Despite the impact of virus-induced asthma exacerbations, no specific antiviral treatment able to modify the clinical outcome of the viral infection exists. Pharmacological interventions shown to be relatively successful at preventing asthma exacerbations include inhaled corticosteroids and their combination with long lasting β₂-agonists (mostly in adults), leukotriene modifiers and anti-immunoglobulin E therapy 8, 94–97. Corticosteroids suppress eosinophilic inflammation through various pathways 98, 99. However, the inability of corticosteroids to modulate several other aspects of the immune response to respiratory viruses that lead to asthma exacerbations make them not as effective at preventing or treating virus-induced asthma exacerbations in different age groups 100. Leukotriene receptor antagonists, used either prophylactically or therapeutically, exhibit a modest effect on virus-induced asthma exacerbations in children 94, 101, 102. In conclusion, treating virus-induced asthma exacerbations is far from satisfactory, despite current knowledge regarding the underlying pathogenesis 103.

The antigenic diversity of RVs makes the development of a vaccine rather unlikely. Modulation of the host response to virus infection is a potential approach to therapy; taking into account the impaired IFN production in asthmatics, IFN supplementation could be a targeted treatment for asthma exacerbations 6. Experimental data from in vitro models have shown that the administration of exogenous IFN-β induced apoptosis and suppressed viral replication, suggesting the potential for therapeutic intervention 79. Attempts with intranasal IFNs (IFN-α2 and IFN-β-serine) have not found their way to the clinic to date, due to either reduced efficacy or severe side-effects 104, 105. Pleconaril is an agent with broad-spectrum activity against RVs, which has been developed as an oral preparation to be taken twice daily. Although modest efficacy against natural colds has been verified in phase-II clinical trials, concerns have been raised about the development of resistant RV mutants 106, 107. At this stage, there are no clinical data regarding the efficacy of pleconaril in acute asthma exacerbations.

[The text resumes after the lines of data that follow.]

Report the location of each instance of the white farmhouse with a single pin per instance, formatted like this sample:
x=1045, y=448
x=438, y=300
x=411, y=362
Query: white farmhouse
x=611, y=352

Macrolides and ketolides, beside their antimicrobial action, possess important immune-modulating effects 108–110. A multicentric double-blind randomised placebo-controlled study assessed the efficacy of oral telithromycin for 10 days, as a supplement to standard treatment for adults with an acute asthma exacerbation. Significant improvements in both symptoms and lung function were shown in the treatment group, and the effect did not seem to depend crucially upon the presence of atypical bacteria 111. Further work-up is essential in order to identify patient groups likely to benefit from similar treatment approaches among children 112. Such a study of clarithromycin in acute exacerbations of asthma in school-age children is underway (data not shown). With respect to RSV-induced lower respiratory tract diseases, recent data indicate lack of efficacy of azithromycin in hospitalised children aged <24 months 113.

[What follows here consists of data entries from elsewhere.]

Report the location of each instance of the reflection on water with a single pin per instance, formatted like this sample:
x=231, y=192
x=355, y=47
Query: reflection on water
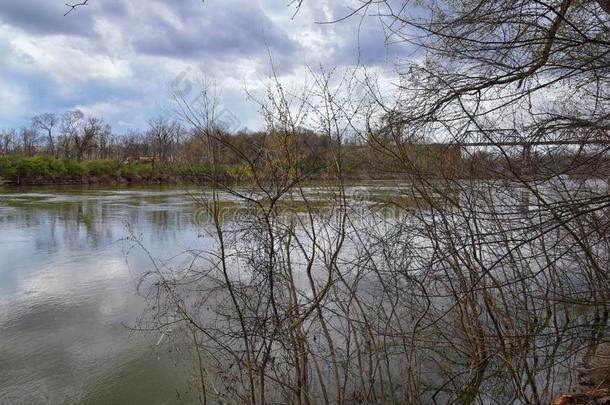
x=67, y=290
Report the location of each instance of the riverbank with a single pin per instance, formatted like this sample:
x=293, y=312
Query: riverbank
x=47, y=170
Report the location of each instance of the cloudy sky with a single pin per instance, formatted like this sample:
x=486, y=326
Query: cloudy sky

A variety of novel options for the prevention and treatment of virus-induced asthma, such as antioxidants, VEGF and angiogenesis inhibitors, and more, need to be further assessed for their efficacy and applicability.

CONCLUSIONS

Viral infections are the major precipitant of asthma exacerbations, leading to a complex of inflammatory processes. Although knowledge of the mechanism underlying infection-induced asthma exacerbations has increased substantially since the late 1990s, a great deal of further work is still clearly warranted. Moreover, the interactions between viruses, other pathogens, air pollution, and allergen sensitisation and exposure are incompletely understood. Identification of the mechanisms involved in the pathogenesis of asthma exacerbations should facilitate development of future treatments tailored to the underlying cause.